In a recent Pitchfork interview, Coldplay singer Chris Martin discussed his relationship with Jay-Z, sharing that some people can’t understand why someone as “cool” as Jay would want to be friends with someone as “nerdy” as himself. I know one thing they could definitely bond on – haters. Whether it’s coming from Foo Fighters, The 40-Year-Old Virgin, or critics who can’t get over the U2 aping, moneymaking and/or Paltrow marrying, Martin has to deal with the same petty jealousies as Jay or fellow collaborator Kanye West. But unlike those artists, Coldplay’s stock in trade – huge, starry-eyed love songs with choruses that embrace listeners like teddy bears – doesn’t give him the platform to vent about it.
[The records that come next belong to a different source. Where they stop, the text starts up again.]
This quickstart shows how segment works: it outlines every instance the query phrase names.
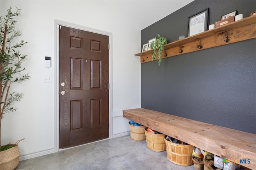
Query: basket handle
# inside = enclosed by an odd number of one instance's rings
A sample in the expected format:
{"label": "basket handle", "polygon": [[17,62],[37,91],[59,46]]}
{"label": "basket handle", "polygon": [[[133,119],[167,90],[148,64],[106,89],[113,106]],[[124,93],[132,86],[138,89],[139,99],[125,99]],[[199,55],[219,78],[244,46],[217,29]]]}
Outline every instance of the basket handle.
{"label": "basket handle", "polygon": [[24,140],[24,139],[25,139],[25,138],[23,138],[23,139],[20,139],[18,141],[17,141],[17,142],[16,142],[16,143],[15,143],[15,144],[17,145],[18,146],[18,144],[19,144],[19,143],[20,143],[20,142]]}

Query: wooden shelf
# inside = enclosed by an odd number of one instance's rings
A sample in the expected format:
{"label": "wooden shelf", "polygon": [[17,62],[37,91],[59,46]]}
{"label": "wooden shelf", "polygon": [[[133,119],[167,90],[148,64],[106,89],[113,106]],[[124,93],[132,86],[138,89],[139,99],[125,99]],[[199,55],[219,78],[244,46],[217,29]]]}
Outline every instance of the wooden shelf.
{"label": "wooden shelf", "polygon": [[[230,39],[227,43],[224,41],[226,39],[225,32]],[[162,59],[255,38],[256,38],[256,16],[253,16],[169,43],[164,45],[167,56],[164,57],[162,55]],[[198,48],[199,40],[203,46],[201,49]],[[182,53],[179,52],[180,46],[183,46]],[[135,55],[140,56],[140,62],[143,63],[152,61],[152,53],[153,50],[151,49]]]}

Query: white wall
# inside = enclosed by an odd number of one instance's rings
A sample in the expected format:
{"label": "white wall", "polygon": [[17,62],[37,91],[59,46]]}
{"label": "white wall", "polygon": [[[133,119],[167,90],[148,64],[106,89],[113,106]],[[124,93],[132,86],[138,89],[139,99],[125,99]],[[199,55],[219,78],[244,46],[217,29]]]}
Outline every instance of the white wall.
{"label": "white wall", "polygon": [[[12,6],[21,9],[16,28],[21,39],[29,43],[20,49],[28,55],[24,64],[31,78],[12,90],[22,92],[22,100],[15,104],[16,111],[5,114],[2,120],[2,144],[19,144],[23,159],[55,152],[54,131],[56,115],[54,88],[56,57],[54,21],[77,24],[112,34],[111,111],[114,112],[113,136],[129,131],[128,120],[122,110],[140,107],[140,29],[127,22],[121,14],[115,13],[113,2],[80,0],[0,0],[0,15],[5,15]],[[52,57],[52,67],[44,66],[44,56]],[[52,83],[43,83],[43,76],[52,75]]]}

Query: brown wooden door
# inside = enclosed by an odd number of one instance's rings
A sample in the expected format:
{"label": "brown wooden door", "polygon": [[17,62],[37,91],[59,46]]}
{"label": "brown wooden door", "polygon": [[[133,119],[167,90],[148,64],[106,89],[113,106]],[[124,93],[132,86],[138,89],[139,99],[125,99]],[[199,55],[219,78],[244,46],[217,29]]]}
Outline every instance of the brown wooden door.
{"label": "brown wooden door", "polygon": [[108,36],[59,33],[60,148],[108,138]]}

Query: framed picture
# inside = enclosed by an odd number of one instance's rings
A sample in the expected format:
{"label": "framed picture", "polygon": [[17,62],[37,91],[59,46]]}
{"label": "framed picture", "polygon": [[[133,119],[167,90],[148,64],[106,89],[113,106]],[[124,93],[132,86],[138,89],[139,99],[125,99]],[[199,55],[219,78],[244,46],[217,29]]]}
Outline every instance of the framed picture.
{"label": "framed picture", "polygon": [[154,38],[152,38],[152,39],[150,39],[148,40],[148,50],[150,49],[150,44],[153,41],[155,41],[156,40],[156,37],[155,37]]}
{"label": "framed picture", "polygon": [[188,37],[207,30],[208,12],[207,8],[188,17]]}
{"label": "framed picture", "polygon": [[141,52],[146,51],[148,50],[148,43],[144,44],[142,47],[142,49]]}
{"label": "framed picture", "polygon": [[234,11],[232,12],[230,12],[230,13],[226,15],[224,15],[221,16],[221,18],[220,18],[220,20],[225,20],[225,19],[228,18],[229,17],[231,17],[232,16],[236,16],[236,11]]}
{"label": "framed picture", "polygon": [[256,15],[256,11],[254,11],[251,13],[251,16],[255,16],[255,15]]}

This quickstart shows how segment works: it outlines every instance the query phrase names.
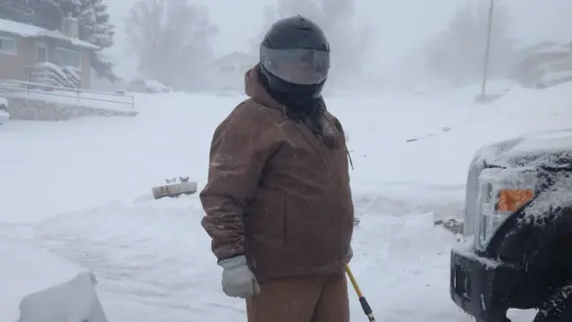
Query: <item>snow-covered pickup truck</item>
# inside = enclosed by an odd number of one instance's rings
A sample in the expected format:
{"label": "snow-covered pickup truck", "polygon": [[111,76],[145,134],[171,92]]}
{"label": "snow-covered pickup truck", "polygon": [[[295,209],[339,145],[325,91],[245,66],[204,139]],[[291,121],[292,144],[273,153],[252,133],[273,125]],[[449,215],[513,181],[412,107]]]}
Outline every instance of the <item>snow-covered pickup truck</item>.
{"label": "snow-covered pickup truck", "polygon": [[509,321],[509,309],[572,321],[572,129],[481,148],[467,183],[453,301],[479,322]]}

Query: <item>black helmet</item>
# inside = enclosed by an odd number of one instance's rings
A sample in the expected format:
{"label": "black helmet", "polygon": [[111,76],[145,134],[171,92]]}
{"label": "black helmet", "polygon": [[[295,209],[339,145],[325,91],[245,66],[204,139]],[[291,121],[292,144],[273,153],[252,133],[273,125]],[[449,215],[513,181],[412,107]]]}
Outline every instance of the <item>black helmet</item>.
{"label": "black helmet", "polygon": [[320,97],[329,70],[330,44],[322,29],[307,18],[274,22],[260,44],[262,84],[288,107],[303,109],[300,105]]}

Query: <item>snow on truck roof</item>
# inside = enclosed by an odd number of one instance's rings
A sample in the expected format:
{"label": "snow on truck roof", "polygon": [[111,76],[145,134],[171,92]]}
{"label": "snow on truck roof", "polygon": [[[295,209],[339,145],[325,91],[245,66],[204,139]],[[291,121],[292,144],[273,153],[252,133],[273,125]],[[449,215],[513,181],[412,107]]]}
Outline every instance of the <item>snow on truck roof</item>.
{"label": "snow on truck roof", "polygon": [[481,148],[476,159],[497,165],[572,166],[572,129],[502,140]]}
{"label": "snow on truck roof", "polygon": [[91,50],[101,49],[99,47],[90,44],[87,41],[67,37],[60,30],[48,30],[41,27],[12,21],[4,19],[0,19],[0,32],[9,33],[21,38],[46,37],[52,39],[64,40],[75,47],[84,47]]}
For now, at least. The band’s fifth album, Mylo Xyloto, finds the group aiming for a more rubbery pop sound, injecting some needed brightness and energy in its brand of moody arena rock. Synths appear as much as pianos; the rhythms have more meat on their bones, and teardrops invariably become waterfalls. It’s an ideal situation for a guest appearance by Rihanna, whose voice winningly intertwines with Martin’s over the soaring synth-pop riffage of “Princess of China.”
You could spin this as a sign of the musical apocalypse if you wanted – a monstrously popular group doing everything it can to sound even more mainstream. But for all of its chart-reaching ambitions, Mylo Xyloto doesn’t sound labored. Martin and his bandmates clearly have an affinity for the trappings of 21st century pop and R&B, and with the help of super-producer Brian Eno, they’ve woven them into their signature sound in subtle yet effective ways – much like U2 did on Achtung Baby. Critics are once again heaping praise upon that album in honor of its 20th birthday, calling it brave, despite the fact that when you took away Bono’s new hair and wardrobe, Achtung was just a tweaked version of the same old formula. It’s a great record, but it has more in common with Mylo Xyloto than U2 fans would probably care to admit.
The reviews are in on MX, and they’re the usual mix of carefully worded praise and straight-up bile. But whether they’re being nice or mean, critics still tend to sound disappointed that Coldplay isn’t an Important Artist, the kind of band that turns fans into apostles for its cause. Which leads to my theory – Coldplay’s biggest problem is that they don’t suck enough. It’s easy to spew hate about Black Eyed Peas or Maroon 5, but those Coldplay choruses are nifty little earworms. They must make it hard on Chris Martin haters, no matter how many clumsy rhymes he forces. So they rage on about how worthless Coldplay is, how they’re an insult to people who “know about music,” how their popularity exposes the ignorance of the general public. Then they catch themselves humming “Paradise,” and the self-flagellation begins.